May be, you describe me what do you want to test on the running container. As an example, you want to test, if a container runs with the privileged flag. then this is the test for you: https://github.com/dev-sec/cis-docker-benchmark/blob/master/controls/container_runtime.rb#L117-L133

You can execute the test, if you take this command: inspec exec cis-docker-benchmark -t ssh://. Inspec iterates over the running container and extract if the flag is set.

[bartosznaumowicz-olx]

So if I'm running it via docker and want to test host machine I need to ssh to host?
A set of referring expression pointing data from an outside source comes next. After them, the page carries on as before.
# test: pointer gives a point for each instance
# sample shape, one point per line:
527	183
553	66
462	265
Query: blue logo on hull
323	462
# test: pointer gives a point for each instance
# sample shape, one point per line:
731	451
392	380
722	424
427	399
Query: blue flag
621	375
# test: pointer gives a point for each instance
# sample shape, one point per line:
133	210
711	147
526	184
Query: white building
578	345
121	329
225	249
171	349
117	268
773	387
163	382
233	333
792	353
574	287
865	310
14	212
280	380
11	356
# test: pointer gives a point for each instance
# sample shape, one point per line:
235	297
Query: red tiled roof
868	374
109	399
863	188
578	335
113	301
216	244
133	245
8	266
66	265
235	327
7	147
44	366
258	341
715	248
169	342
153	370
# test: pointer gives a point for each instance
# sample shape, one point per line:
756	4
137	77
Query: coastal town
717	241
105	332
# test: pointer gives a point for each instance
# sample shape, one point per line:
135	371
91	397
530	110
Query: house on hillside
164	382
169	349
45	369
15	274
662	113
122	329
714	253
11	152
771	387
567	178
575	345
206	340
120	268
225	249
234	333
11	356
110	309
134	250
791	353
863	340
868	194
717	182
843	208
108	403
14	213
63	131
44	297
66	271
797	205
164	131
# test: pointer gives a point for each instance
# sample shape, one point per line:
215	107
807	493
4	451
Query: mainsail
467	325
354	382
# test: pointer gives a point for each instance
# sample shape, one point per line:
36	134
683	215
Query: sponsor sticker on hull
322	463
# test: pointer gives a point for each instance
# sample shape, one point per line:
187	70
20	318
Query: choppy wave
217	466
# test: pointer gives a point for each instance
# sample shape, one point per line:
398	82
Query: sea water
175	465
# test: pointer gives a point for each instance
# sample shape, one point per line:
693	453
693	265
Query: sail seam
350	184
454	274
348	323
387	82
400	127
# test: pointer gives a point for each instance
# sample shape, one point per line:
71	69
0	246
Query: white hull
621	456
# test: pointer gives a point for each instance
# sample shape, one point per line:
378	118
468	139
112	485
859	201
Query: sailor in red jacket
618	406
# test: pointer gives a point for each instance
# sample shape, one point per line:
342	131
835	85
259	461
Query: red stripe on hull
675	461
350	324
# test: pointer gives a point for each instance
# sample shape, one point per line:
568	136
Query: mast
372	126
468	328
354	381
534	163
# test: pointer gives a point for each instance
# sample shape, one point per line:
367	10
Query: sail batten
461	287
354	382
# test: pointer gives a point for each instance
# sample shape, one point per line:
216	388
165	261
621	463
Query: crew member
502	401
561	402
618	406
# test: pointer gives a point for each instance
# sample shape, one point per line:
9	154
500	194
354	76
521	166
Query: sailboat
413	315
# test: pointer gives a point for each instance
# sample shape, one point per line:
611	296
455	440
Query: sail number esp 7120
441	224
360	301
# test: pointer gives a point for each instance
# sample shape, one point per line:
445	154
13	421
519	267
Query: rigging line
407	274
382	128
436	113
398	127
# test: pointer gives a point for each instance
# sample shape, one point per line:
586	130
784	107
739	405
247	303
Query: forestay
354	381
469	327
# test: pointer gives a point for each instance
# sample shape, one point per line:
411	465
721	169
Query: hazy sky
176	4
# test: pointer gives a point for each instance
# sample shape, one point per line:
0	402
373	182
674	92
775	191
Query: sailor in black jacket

That's the only supported protocol? I can't use -t docker://<container_id> to point container that I want to scan?

[atomic111]

the cis-docker-benchmark design is to have access to the docker host to inspec the CIS Rules from the host and the running container. You can run it locally like inspec exec cis-docker-benchmark.

You can use the ssh-baseline, nginx-baseline or so to inspect the running config inside of a container via inspec exec nginx-baseline -t docker://.

Can you please describe what do you want to achieve? Do you want to test a service within the container?

[bartosznaumowicz-olx]

I'm trying to verify if container is compliant with PCI requirements. No difference what kind of service is running inside.

When I'm trying to do this with -t docker:// all my tests a skipped.

[atomic111]

sorry, now i got your point. the baseline design is that you execute inspec via ssh or locally on shell.

if you want to use the baseline via the docker api, then we need some changes. feel free to create some PRs for that. this would help.

[atomic111]

@bartosznaumowicz-olx this is a nice tutorial about the inspec docker resource http://lollyrock.com/articles/inspec-for-docker/

[atomic111]

@bartosznaumowicz-olx can i close this issue?